It’s a graphene-based aerogel and it’s reportedly the lightest sound insulation material ever manufactured, say researchers at the University of Bath. As detailed in their paper at Nature Scientific Reports they demonstrated its ability to damp down noise by up to 16 decibels despite weighing just 2.1 kg per cubic meter (0.13 lb per cubic foot).
For context, a comparpable conventional polyester urethane sound absorber can carry a density of 32 kg/m3 (2 lb/ft3). So in a given application, this new “graphene oxide-polyvinyl alcohol aerogel,” squeezed into a Nomex honeycomb, would weigh less than one-fifteenth of an equivalent traditional acoustic foam installation.
Researchers put this into a real life context Nowhere that if applied to a jet engine it could potentially reduce the cabin noise of an airliner from the current 105-dB roar to something closer to a 95-dB hairdryer.

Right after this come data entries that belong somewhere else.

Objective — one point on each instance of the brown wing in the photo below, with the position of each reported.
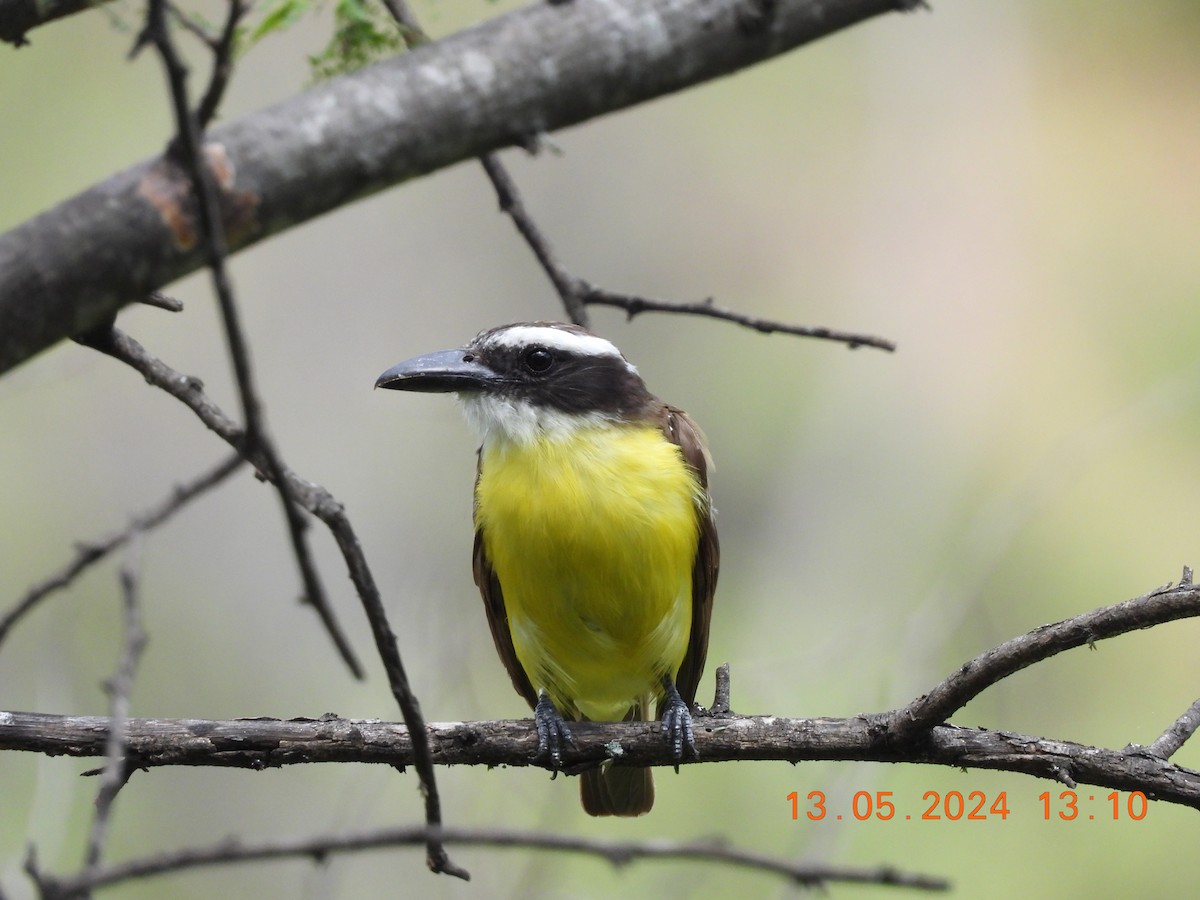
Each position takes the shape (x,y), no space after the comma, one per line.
(681,430)
(498,618)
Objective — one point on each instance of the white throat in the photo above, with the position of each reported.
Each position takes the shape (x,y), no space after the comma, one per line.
(503,420)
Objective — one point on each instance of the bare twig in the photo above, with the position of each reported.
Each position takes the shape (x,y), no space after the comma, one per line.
(570,288)
(553,65)
(1176,736)
(222,65)
(721,694)
(259,743)
(635,305)
(1164,604)
(94,551)
(617,852)
(322,504)
(117,773)
(186,147)
(406,19)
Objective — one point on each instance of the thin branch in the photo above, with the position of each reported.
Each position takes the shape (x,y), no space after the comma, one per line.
(618,853)
(546,66)
(117,772)
(222,65)
(636,305)
(406,19)
(1164,604)
(570,288)
(186,148)
(1176,736)
(17,17)
(257,744)
(324,507)
(87,555)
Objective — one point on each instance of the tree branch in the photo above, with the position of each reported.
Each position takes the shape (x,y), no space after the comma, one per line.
(117,773)
(87,555)
(616,852)
(322,504)
(1164,604)
(263,743)
(17,17)
(273,743)
(532,71)
(636,305)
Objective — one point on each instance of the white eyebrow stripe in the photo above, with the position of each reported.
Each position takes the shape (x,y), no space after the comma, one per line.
(545,336)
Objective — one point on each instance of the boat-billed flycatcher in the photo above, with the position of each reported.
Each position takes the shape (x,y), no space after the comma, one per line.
(595,550)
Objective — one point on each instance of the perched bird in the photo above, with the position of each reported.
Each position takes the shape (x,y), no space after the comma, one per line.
(595,550)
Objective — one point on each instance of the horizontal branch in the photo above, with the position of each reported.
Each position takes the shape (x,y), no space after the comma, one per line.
(269,743)
(1159,606)
(616,852)
(535,70)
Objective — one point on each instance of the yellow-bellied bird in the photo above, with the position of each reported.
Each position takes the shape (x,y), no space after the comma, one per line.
(595,549)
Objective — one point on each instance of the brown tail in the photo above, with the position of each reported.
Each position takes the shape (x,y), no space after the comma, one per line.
(617,791)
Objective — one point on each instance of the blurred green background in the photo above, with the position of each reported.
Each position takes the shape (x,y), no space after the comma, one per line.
(1011,190)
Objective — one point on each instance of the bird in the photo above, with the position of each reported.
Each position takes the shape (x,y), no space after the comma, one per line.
(595,545)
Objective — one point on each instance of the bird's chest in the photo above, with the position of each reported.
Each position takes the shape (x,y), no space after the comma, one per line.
(607,497)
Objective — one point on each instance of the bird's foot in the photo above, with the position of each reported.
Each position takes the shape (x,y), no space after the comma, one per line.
(552,731)
(677,723)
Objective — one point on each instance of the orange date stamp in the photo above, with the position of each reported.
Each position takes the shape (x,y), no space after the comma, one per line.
(970,807)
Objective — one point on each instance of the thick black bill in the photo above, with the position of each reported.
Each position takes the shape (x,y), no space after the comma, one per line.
(438,373)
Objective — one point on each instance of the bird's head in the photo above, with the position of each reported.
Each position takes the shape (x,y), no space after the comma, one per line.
(529,381)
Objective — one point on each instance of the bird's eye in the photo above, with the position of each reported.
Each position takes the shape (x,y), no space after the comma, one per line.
(539,360)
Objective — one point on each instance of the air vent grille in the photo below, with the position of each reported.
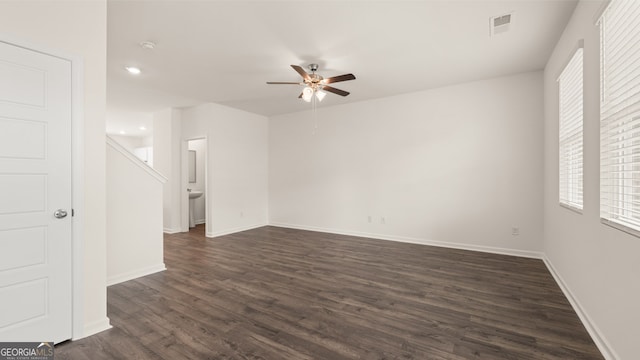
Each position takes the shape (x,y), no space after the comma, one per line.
(500,24)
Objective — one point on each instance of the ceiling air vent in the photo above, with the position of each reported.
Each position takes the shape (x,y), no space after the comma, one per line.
(500,24)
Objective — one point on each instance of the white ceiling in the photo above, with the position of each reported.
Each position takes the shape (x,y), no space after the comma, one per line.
(225,51)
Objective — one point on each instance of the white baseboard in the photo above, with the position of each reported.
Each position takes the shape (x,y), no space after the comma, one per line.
(94,328)
(130,275)
(234,230)
(600,341)
(171,230)
(461,246)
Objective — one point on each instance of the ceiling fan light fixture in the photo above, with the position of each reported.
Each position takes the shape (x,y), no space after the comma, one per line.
(320,94)
(307,94)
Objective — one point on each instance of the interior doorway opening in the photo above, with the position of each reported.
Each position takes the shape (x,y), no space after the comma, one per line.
(196,184)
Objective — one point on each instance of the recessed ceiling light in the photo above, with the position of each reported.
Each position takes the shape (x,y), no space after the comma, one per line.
(148,45)
(133,70)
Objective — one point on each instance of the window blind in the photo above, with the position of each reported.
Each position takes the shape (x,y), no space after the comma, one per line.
(620,114)
(570,134)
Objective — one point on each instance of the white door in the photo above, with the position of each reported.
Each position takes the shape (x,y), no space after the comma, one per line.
(35,181)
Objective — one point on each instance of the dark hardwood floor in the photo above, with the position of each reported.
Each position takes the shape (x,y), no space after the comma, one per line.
(274,293)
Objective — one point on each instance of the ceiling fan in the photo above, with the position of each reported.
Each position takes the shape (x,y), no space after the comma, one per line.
(316,84)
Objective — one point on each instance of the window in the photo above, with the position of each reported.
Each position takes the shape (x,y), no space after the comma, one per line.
(570,89)
(620,115)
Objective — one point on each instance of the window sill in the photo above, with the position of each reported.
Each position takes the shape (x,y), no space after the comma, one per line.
(569,207)
(620,227)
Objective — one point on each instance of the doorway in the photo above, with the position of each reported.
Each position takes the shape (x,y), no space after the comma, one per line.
(196,185)
(36,195)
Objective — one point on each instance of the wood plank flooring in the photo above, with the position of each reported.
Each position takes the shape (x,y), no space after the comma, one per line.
(274,293)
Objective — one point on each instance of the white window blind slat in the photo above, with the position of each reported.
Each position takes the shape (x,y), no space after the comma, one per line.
(620,114)
(570,84)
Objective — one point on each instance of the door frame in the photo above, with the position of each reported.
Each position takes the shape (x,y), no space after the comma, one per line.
(77,175)
(184,175)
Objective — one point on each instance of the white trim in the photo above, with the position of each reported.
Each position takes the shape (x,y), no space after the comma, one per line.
(571,208)
(112,280)
(235,230)
(618,226)
(171,230)
(598,15)
(598,337)
(135,160)
(96,327)
(410,240)
(77,166)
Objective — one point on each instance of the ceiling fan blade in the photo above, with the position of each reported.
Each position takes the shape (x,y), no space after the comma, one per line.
(339,78)
(335,91)
(301,71)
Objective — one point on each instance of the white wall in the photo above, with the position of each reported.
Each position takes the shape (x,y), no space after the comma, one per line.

“This is clearly a very exciting material that could be applied in a number of ways – initially in aerospace but potentially in many other fields such as automotive and marine transport, as well as in building and construction,” says Professor Michele Meo, who led the research. “We managed to produce such an extremely low density by using a liquid combination of graphene oxide and a polymer, which are formed with whipped air bubbles and freeze-casted. On a very basic level, the technique can be compared with whipping egg whites to create meringues – it’s solid but contains a lot of air, so there is no weight or efficiency penalty to achieve big improvements in comfort and noise.”